Luke nodded. “I’m sure this ship has some fairly obnoxious alarms, and collision-avoidance protocols.”

“What if someone fired a missile at us? Would it show up as a red bar?”

Frowning, Luke considered. “Probably as a circle, as though it were a fast-moving asteroidal body. Missiles don’t send out recognition signals, and skiffs don’t have threat-recognition modules in their scanners.”

“I have never been in a warship,” Akanah said. “Tell me—how does this compare with the cockpit of a military spacecraft?”

“Oh—worlds apart,” Luke said.

“How, exactly?”

“Well—in a military ship, the automated systems are there to support the pilot—most everything that matters is done with your hands on the controls,” Luke said. “A ship like this is designed to have the expert systems take over as much as possible, to protect casual pilots from making mistakes.”

“So there are more controls in a fighter.”

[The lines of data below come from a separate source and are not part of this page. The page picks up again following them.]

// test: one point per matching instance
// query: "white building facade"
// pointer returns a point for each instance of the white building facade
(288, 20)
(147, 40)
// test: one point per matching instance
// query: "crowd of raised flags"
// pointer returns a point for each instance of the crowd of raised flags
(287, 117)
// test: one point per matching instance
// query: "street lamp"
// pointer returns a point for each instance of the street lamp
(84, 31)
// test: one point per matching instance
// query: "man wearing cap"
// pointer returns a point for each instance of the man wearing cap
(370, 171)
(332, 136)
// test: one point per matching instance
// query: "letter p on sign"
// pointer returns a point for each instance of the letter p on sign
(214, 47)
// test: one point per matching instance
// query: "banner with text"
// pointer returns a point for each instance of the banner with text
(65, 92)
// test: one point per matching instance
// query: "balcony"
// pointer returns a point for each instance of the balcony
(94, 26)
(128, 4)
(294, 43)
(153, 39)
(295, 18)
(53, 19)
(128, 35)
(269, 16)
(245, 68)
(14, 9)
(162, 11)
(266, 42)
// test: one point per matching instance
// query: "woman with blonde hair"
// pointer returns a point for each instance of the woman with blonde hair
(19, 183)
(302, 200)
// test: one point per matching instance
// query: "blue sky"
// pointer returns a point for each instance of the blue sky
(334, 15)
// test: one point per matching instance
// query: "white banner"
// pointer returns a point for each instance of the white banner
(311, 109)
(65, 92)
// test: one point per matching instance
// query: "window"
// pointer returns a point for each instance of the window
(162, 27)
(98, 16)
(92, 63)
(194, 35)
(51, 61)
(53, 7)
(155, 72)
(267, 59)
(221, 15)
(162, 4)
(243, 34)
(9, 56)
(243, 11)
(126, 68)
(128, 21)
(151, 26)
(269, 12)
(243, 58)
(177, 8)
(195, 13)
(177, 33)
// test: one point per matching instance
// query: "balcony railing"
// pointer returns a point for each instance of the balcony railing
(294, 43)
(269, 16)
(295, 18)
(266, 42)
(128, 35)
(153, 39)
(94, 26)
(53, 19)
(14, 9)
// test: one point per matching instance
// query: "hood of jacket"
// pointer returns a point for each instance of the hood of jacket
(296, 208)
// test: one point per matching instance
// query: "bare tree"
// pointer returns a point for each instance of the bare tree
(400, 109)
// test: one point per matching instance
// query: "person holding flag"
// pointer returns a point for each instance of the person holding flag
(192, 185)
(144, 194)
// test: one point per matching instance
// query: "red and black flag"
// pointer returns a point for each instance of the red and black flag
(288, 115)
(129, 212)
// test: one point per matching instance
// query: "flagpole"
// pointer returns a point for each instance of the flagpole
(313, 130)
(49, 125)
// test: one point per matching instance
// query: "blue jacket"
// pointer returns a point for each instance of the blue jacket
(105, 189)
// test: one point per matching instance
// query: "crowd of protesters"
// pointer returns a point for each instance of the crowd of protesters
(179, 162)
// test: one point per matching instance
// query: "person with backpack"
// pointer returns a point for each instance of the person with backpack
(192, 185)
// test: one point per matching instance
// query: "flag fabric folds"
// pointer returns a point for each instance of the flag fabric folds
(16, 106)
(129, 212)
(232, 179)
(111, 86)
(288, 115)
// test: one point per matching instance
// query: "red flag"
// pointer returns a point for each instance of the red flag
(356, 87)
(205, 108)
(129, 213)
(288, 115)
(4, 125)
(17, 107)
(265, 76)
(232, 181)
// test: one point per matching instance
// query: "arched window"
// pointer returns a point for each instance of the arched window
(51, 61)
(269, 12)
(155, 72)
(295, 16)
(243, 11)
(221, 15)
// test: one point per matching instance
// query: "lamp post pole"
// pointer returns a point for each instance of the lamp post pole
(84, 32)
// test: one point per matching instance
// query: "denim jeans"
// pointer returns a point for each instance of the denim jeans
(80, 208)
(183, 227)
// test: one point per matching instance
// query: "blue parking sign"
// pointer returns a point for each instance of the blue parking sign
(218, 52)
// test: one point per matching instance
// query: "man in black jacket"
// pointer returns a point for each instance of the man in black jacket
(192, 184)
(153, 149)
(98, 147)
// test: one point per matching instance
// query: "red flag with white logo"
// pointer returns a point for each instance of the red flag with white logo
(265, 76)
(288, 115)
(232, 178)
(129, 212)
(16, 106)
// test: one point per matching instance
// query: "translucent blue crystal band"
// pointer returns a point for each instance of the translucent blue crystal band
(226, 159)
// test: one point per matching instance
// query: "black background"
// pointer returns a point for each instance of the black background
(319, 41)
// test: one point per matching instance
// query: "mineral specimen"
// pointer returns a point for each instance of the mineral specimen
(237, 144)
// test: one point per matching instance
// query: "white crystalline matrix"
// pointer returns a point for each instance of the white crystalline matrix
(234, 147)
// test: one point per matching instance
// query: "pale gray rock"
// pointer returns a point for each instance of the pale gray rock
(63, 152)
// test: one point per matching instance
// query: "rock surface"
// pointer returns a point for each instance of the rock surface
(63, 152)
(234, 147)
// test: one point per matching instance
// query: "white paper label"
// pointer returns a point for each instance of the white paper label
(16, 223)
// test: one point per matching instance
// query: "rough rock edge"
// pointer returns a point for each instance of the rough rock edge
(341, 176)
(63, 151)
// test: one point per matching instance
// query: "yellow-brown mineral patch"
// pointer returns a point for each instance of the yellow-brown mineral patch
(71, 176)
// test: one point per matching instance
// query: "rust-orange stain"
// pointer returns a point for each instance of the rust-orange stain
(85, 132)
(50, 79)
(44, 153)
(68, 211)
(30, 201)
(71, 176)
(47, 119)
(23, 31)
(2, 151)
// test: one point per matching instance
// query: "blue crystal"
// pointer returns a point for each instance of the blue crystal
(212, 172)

“A lot more. Heck, a combat flight stick has almost as many controls on it as there are on this whole panel,” Luke said. “Most of what this ship will let you do by yourself is buried three levels deep in the command option displays.”

She nodded. “Tell me, if we were pursued by a warship, or intercepted by a fighter—how much could you do?”

Luke ran his fingers back through his hair. “Less than you’re probably hoping,” he said. “It’s not a test I’d look forward to.”

“Not even with your reputation as a pilot?”

“She’s underpowered for realspace, which means we can’t run away. She doesn’t have true vector thrusters, which means she’s not very agile, despite her low mass. The nav shields would pop on the first hit, and the hull would breach on the second—unless the second hit was from an ion cannon.”

“What would happen then?”

“All the systems would sizzle, and we’d be dead in space.” He showed a rueful smile. “Piloting ability doesn’t count for much then. And reputations count for even less.”

“So our only hope would be to jump to hyperspace before we were hit.”

“That’s about the size of it.”

Just then a sweet-toned signal sounded from the console, startling Akanah. “What is it? What’s that?”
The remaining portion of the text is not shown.